As with an alcoholic or addict, anger and self-pity are two of the primary emotions of these people. Their anger distorts any accurate perception of what’s going on. Self-pity warps their powers of decision, and most of their actions are mere reactions. Anger and self-pity propel such persons through life as they suppress or bypass whatever or whomever stands in the way of their defensive struggle against the unfair burdens they carry. Strangely living in either the past or the future, they ignore the present. But in spite of feeling worthless, hopeless and guilty, they dream impossible dreams for the future. For them, the present is torturing time; an hour, a day is an eternity to be suffered rather than enjoyed. The present – when they do look at it – is a time only to be lived through while recalling the painful past and dreaming of a better future. Today doesn’t count; it’s only a burden to be endured.
When Addicts Kill Families
When we suppress the present, joy goes out of our lives. Life becomes fear, dread, conjecture, worry, lies and a putting on of “company manners”. When we live in dread, life is pain, pleading injured silence and punishing. And sadly, a family that lives with addiction often sees that kind of life as normal.
Trapped in an unacceptable living condition, the parent, spouse or child of an alcoholic or addict escapes into fantasy.
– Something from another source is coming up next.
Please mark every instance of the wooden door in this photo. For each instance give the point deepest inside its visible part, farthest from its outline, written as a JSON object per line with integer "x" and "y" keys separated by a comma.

Reality is too painful to be faced, so it’s ignored, smoothed over, covered up. The family concentrates instead on the reverie of a better past or the illusion of a perfect tomorrow. Their conversation is sprinkled with “I could have …,” “I should have …,” “Some day …”.
Their pain and anguish combine into a destructive force that increasingly numbs their feelings and dulls their minds. Often their mental pain shows in physical symptoms: headaches, stomach aches, unexplained jabs of pain, more headaches, ulcers, more headaches – always headaches. No wonder such people often resort to bullying, demanding, threatening and indulging in self-pity.
AN ANSWER: DETACHMENT
Acting Positively
The feelings of anger, shame and guilt associated with family addiction come from the constant confusion, conflict, unpredictability, inconsistency, mistrust and sense of failure that each member experiences. The family victims seldom learn without outside help that they didn’t cause the disease and that they can’t control it.
Literally, to save and enjoy their lives, they need to do something positive, something that will help them focus on their own problems and the treatment they need to get well. They need to shift the focus of their attention from alcohol and the alcoholic or addict to themselves: to their problems, their reactive behaviour, and what they can do for themselves in their own recovery from the family disease of addiction. To free themselves for these positive steps in their return to a healthy life, these family victims need to separate themselves from their reactive behaviour and its causes. How? By developing the skill of detachment.
“Detachment” is often a chilling word but less so than our title here When Addicts Kill Families. It summons images of unfriendly isolation and solitary existence. When we hear the word used to describe somebody, we tend to think of a person who’s aloof, separated from the rest of the world, self-contained, a bit self satisfied. But those who have experience in Al-Anon know that detachment doesn’t have to be negative.
Furthermore, if we look at its opposite, involvement in a family where an alcoholic or addict is drinking, detachment is far and away the healthier, happier state to be in.